EventHandler and Observer implementations should be threadsafe and handle concurrent invocations of onNext(). However, it is illegal to call onCompleted() or onError() in race with any calls to onNext(), and the call to onCompleted() or onError() must be the last call made to the object. Therefore, implementations of onCompleted() and onError() can assume they have a lock on this, and that this has not been torn down and is still in a valid state.
We chose these invariants because they are simple and easy to enforce. In most cases, application logic simply limits calls to onCompleted() and onError() to other implementations of onError() and onCompleted(), and relies upon Wake (and any intervening application logic) to obey the same protocol.
Wake Stages are responsible for resource management. The base Stage interface is fairly simple:
public interface Stage extends AutoCloseable { }
The only method it contains is close() from auto-closable. This reflects the fact that Wake stages can either contain EventHandlers, as EStage implementations do:
public interface EStage<T> extends EventHandler<T>, Stage { }
or they can contain Observables, as RxStage implementations do:
public interface RxStage<T> extends Observer<T>, Stage { }
In both cases, the stage simply exposes the same API as the event handler that it manages. This allows code that produces events to treat downstream stages and raw EventHandlers / Observers interchangeably. Recall that Wake implements thread sharing by allowing EventHandlers and Observers to directly invoke each other. Since Stages implement the same interface as raw EventHandlers and Observers, this pushes the placement of thread boundaries and other scheduling tradeoffs to the code that is instantiating the application. In turn, this simplifies testing and improves the reusability of code written on top of Wake.
It may seem strange that Wake RxStage exposes two shutdown methods: close() and onCompleted(). Since onCompleted() is part of the Observer API, it may be implemented in an asynchronous fashion. This makes it difficult for applications to cleanly shut down, since, even after onCompleted() has returned, resources may still be held by the downstream code.
In contrast, close() is synchronous, and is not allowed to return until all queued events have been processed, and any resources held by the Stage implementation have been released. The upshot is that shutdown sequences in Wake work as follows: Once the upstream event sources are done calling onNext() (and all calls to onNext() have returned), onCompleted() or onError() is called exactly once per stage. After the onCompleted() or onError() call to a given stage has returned, close() must be called. Once close() returns, all resources have been released, and the JVM may safely exit, or the code that is invoking Wake may proceed under the assumption that no resources or memory have been leaked. Note that, depending on the implementation of the downstream Stage, there may be a delay between the return of calls such as onNext() or onCompleted() and their execution. Therefore, it is possible that the stage will continue to schedule onNext() calls after close() has been invoked. It is illegal for stages to drop events on shutdown, so the stage will execute the requests in its queue before it releases resources and returns from close().

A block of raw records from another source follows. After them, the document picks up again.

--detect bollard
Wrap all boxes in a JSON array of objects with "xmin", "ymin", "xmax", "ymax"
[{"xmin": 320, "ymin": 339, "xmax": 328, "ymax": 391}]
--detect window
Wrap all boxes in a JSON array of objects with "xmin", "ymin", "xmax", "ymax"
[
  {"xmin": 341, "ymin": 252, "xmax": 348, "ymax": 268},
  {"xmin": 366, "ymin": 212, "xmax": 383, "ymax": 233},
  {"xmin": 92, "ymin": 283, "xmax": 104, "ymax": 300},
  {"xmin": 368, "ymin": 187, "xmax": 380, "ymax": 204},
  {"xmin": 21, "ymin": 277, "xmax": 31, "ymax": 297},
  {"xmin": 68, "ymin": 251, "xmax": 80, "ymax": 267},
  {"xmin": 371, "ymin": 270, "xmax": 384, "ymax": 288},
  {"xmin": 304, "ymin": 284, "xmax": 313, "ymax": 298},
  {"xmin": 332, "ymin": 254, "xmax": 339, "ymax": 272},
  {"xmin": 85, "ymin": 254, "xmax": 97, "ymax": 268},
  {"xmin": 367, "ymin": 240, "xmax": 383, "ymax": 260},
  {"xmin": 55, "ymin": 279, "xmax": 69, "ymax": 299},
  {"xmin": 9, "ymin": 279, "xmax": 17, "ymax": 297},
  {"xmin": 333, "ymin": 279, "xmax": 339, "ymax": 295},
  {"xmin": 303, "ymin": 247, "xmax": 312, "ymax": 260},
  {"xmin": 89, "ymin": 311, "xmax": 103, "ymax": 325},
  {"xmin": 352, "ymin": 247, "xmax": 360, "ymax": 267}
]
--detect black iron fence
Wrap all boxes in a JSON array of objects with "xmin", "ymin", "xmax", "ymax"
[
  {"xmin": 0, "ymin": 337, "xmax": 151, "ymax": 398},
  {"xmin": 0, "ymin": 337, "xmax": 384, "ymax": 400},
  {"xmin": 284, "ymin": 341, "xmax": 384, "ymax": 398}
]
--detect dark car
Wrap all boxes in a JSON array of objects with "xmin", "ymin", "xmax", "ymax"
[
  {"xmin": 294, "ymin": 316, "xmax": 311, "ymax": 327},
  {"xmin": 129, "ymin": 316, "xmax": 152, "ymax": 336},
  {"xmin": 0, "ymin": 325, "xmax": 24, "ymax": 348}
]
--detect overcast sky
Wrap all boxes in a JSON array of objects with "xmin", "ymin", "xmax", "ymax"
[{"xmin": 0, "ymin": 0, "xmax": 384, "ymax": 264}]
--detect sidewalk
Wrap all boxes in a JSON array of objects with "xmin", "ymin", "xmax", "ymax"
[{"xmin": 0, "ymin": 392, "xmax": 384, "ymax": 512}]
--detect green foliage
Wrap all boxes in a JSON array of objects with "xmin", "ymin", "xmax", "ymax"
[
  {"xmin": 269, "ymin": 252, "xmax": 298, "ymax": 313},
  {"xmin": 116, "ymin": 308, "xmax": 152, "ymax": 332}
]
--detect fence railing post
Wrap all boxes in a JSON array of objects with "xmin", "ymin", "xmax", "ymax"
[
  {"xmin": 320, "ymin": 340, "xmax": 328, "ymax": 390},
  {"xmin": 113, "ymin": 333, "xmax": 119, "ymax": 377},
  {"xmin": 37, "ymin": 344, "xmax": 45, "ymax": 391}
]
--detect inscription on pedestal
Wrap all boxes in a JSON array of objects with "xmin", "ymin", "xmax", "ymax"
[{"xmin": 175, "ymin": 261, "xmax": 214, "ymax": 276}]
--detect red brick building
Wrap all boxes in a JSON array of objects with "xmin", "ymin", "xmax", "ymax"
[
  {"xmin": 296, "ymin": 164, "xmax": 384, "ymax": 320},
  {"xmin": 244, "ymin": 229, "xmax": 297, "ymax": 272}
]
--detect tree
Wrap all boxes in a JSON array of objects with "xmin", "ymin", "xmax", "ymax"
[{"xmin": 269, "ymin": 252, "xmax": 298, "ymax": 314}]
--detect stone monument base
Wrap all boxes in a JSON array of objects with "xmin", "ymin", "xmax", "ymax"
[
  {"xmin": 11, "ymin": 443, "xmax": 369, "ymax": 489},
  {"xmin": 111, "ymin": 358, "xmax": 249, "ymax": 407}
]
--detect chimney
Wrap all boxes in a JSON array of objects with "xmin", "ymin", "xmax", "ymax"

Observer implementations do not expose a close() method, and generally do not invoke close(). Instead, when onCompleted() is invoked, it should arrange for onCompleted() to be called on any Observer instances that this directly invokes, free any resources it is holding, and then return. Since the downstream onCompleted() calls are potentially asynchronous, it cannot assume that downstream cleanup completes before it returns.
In a thread pool Stage, the final close() call will block until there are no more outstanding events queued in the stage. Once close() has been called (and returns) on each stage, no events are left in any queues, and no Observer or EventHandler objects are holding resources or scheduled on any cores, so shutdown is complete.